Energy services firm Petrofac will take a £43 million hit on the sale of its stake in a major North Sea project to Ithaca in a move aimed at reducing its debt.
The group, a major employer in Scotland, has agreed to sell its 20 per cent stake in the Greater Stella area development and its 25 per cent interest in a floating rig in a deal worth up to £227m.
Under the disposal agreement, Ithaca will pay £113m on completion of the deal and a further £93m between 2020 and 2023. The remainder will be paid depending on performance.
But Petrofac estimates that the transaction will result in an impairment charge of £43m.
Proceeds from the sale will be used to reduce gross debt, Petrofac said, adding that the deal is dependent on Ithaca also acquiring Dyas UK’s 25 per cent stake in the same Greater Stella area.
Petrofac chief executive Ayman Asfari said: “This disposal marks a further milestone in our journey back to a capital-light business and, along with recently-agreed transactions in Mexico and Tunisia, marks the significant progress we are making on our stated strategy.”

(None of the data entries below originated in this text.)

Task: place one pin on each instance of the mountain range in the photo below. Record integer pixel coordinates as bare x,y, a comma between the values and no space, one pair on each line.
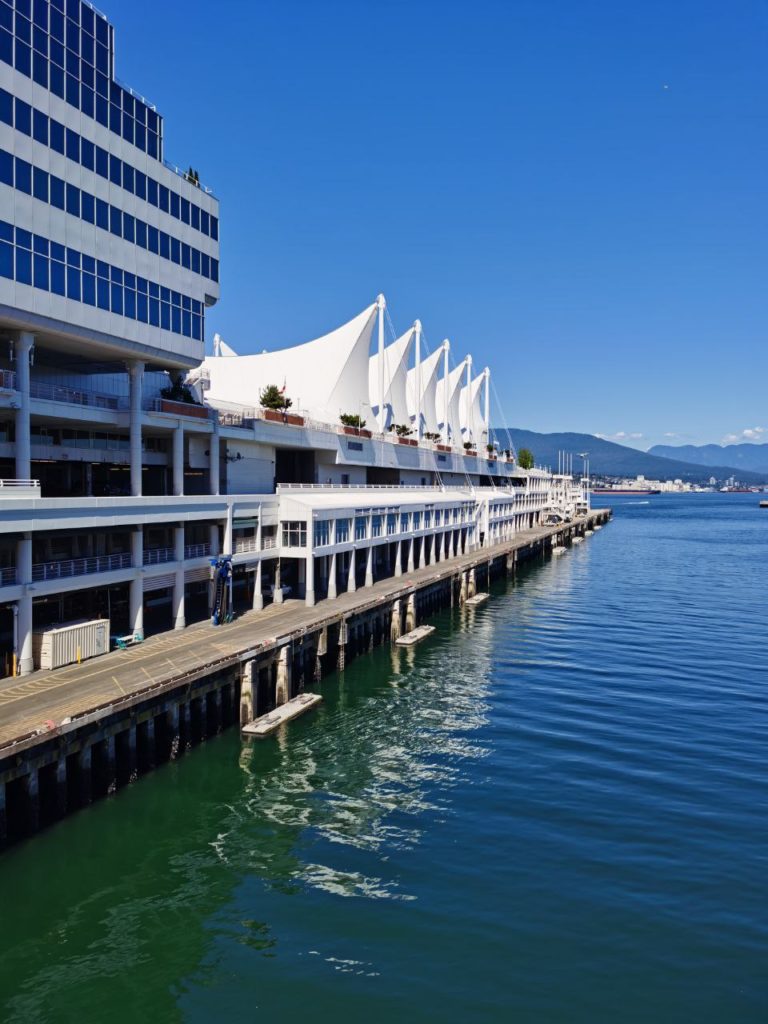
753,458
609,459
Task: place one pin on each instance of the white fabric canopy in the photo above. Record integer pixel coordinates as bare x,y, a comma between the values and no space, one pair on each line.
454,392
395,378
473,426
324,378
429,368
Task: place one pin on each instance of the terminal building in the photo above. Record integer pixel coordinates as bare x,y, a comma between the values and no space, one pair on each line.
128,459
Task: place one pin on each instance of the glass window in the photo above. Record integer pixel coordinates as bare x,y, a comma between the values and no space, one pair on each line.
73,283
40,127
24,176
56,192
24,266
294,534
88,207
40,184
56,136
73,200
24,117
6,168
102,214
87,154
6,107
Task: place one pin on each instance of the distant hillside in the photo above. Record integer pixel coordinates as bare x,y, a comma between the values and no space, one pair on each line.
607,459
753,458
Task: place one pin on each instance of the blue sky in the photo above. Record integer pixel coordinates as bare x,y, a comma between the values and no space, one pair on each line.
574,193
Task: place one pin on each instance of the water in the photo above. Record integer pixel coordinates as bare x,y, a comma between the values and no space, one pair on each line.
556,810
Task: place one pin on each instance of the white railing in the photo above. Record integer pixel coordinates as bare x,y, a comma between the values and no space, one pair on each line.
80,566
156,556
197,550
73,396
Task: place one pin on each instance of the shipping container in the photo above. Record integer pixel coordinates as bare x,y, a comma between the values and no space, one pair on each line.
70,642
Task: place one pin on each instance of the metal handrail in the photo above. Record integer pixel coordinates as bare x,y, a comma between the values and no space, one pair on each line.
72,396
10,482
156,556
64,568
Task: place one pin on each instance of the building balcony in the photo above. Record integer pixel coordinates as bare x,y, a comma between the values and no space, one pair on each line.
8,577
67,567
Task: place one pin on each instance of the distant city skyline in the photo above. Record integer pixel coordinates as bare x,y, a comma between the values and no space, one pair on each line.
574,195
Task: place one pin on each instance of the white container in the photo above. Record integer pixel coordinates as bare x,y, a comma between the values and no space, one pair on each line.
71,642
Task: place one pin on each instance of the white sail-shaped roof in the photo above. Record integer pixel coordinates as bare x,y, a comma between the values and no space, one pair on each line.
324,378
454,391
473,426
429,368
395,378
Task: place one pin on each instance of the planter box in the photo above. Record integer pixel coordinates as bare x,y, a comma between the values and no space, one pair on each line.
183,409
276,417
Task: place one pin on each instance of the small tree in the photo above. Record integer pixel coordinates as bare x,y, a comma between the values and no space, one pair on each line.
352,420
525,459
273,397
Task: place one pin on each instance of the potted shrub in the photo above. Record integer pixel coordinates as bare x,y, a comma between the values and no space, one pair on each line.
275,403
352,424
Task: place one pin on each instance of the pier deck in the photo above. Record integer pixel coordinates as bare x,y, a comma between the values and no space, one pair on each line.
85,692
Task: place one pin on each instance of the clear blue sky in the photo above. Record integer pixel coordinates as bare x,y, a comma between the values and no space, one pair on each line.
574,192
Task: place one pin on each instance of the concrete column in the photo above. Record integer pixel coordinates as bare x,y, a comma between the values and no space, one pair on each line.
179,612
351,578
136,591
411,613
86,774
214,462
24,346
60,785
135,377
370,565
258,597
283,689
25,660
178,460
394,630
33,800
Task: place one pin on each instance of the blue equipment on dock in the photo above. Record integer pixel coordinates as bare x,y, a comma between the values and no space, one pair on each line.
221,601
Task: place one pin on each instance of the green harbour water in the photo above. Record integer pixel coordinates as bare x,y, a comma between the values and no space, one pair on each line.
553,810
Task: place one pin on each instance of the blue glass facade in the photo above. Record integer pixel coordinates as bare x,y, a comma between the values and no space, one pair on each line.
68,142
32,259
96,218
67,47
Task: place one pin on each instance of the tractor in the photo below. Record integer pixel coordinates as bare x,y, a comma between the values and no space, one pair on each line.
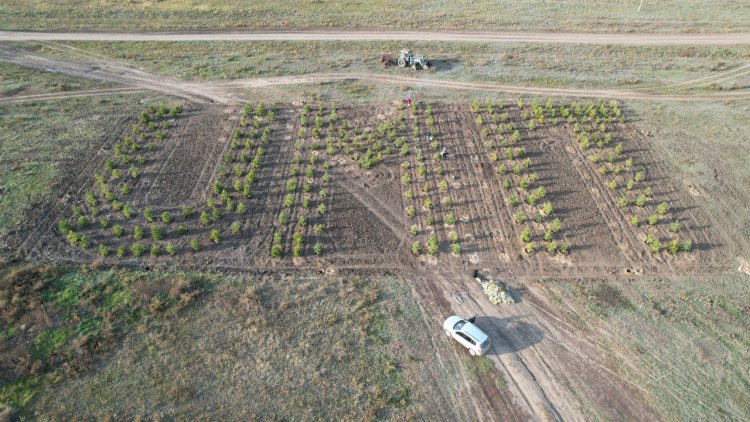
406,58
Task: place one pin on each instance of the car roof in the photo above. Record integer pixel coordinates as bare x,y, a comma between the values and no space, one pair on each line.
474,331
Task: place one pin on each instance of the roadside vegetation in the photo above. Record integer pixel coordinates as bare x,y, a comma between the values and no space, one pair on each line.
480,15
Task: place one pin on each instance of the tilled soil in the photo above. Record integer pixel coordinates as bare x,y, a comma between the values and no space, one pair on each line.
551,371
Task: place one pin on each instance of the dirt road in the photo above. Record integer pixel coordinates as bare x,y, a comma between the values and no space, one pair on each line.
231,92
522,37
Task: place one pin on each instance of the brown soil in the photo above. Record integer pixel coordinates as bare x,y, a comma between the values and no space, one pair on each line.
552,370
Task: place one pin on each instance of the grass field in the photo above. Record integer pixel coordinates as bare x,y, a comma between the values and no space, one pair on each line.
526,64
273,347
481,15
683,341
37,138
18,80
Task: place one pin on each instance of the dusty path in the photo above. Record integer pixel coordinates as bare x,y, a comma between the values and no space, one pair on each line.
230,92
524,37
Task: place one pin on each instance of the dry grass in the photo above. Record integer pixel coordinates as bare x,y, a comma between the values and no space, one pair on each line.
273,347
684,341
478,15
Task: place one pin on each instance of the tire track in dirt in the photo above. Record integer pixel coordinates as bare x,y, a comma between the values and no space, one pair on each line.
40,224
484,238
699,234
69,94
501,211
623,237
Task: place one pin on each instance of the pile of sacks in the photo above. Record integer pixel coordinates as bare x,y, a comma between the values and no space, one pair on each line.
496,292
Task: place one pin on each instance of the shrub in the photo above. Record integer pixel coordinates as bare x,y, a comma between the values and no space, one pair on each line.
103,250
83,221
136,250
148,214
455,249
525,234
155,233
171,250
432,245
556,226
416,249
653,243
205,218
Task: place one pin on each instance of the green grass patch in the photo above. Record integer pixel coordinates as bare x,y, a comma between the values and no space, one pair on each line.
405,15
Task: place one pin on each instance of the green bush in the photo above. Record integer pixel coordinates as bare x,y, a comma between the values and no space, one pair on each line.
136,250
525,234
155,233
432,245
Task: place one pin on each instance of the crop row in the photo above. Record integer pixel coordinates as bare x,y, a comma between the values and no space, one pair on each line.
506,141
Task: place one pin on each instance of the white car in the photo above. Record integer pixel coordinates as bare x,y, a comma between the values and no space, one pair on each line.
469,335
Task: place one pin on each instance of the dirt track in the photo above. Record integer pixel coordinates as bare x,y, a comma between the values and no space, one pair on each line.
229,92
525,37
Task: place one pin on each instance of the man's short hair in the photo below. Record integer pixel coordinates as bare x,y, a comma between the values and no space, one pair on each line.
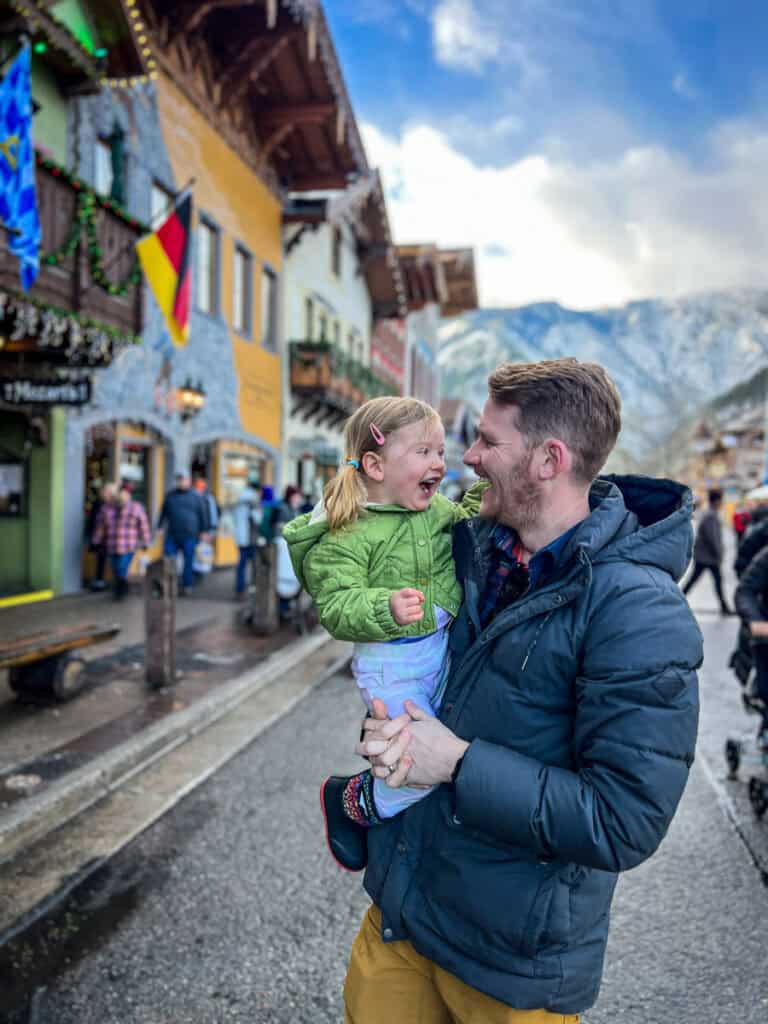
577,402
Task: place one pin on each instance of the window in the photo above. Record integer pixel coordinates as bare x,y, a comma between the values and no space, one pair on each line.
103,172
268,308
208,253
243,291
336,251
162,202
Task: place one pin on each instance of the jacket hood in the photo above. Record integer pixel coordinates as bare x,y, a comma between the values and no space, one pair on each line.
301,535
639,519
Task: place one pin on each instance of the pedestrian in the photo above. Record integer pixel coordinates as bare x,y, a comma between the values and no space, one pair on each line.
107,495
752,604
376,560
185,521
741,518
246,515
755,539
708,550
268,516
290,506
566,730
211,505
123,528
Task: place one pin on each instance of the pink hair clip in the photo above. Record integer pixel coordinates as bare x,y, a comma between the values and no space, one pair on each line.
377,434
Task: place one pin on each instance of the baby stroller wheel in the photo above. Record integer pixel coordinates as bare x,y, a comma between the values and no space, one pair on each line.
759,796
732,756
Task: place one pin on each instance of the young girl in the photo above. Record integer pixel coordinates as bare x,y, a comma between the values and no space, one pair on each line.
376,557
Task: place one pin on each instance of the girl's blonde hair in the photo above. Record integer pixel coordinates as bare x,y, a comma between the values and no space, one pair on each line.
345,495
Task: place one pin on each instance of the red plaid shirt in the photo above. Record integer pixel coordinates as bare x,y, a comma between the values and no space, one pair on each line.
122,527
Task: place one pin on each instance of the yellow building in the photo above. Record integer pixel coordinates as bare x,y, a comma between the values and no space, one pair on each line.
244,102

Next Wednesday Petrofac, which in June said it was seeing “early signs of recovery” in the UK North Sea, releases half-year results and analyst George Salmon of Hargreaves Lansdown said the spotlight will be on the latest state of play with its order book.
“A lack of new contract wins means the pipeline of upcoming work is starting to dwindle,” he said.
“An improving oil price is one factor in Petrofac’s favour, and it’s encouraging to see a handful of new wins in recent weeks. However, investors will want reassurance there’s more to follow the new business that’s come in so far.”
US investment bank Jefferies last week downgraded its rating on Petrofac to “hold” from “buy”, over the pace of major contract wins.
Although the company has secured a number of contracts this year, the broker said there had not yet been any very large “anchor” projects. The company has said that a number of major contracts could be awarded in the third or fourth quarter of the year.
Petrofac is currently facing a Serious Fraud Office probe into claims that it secured contracts in Kazakhstan through a corrupt middleman.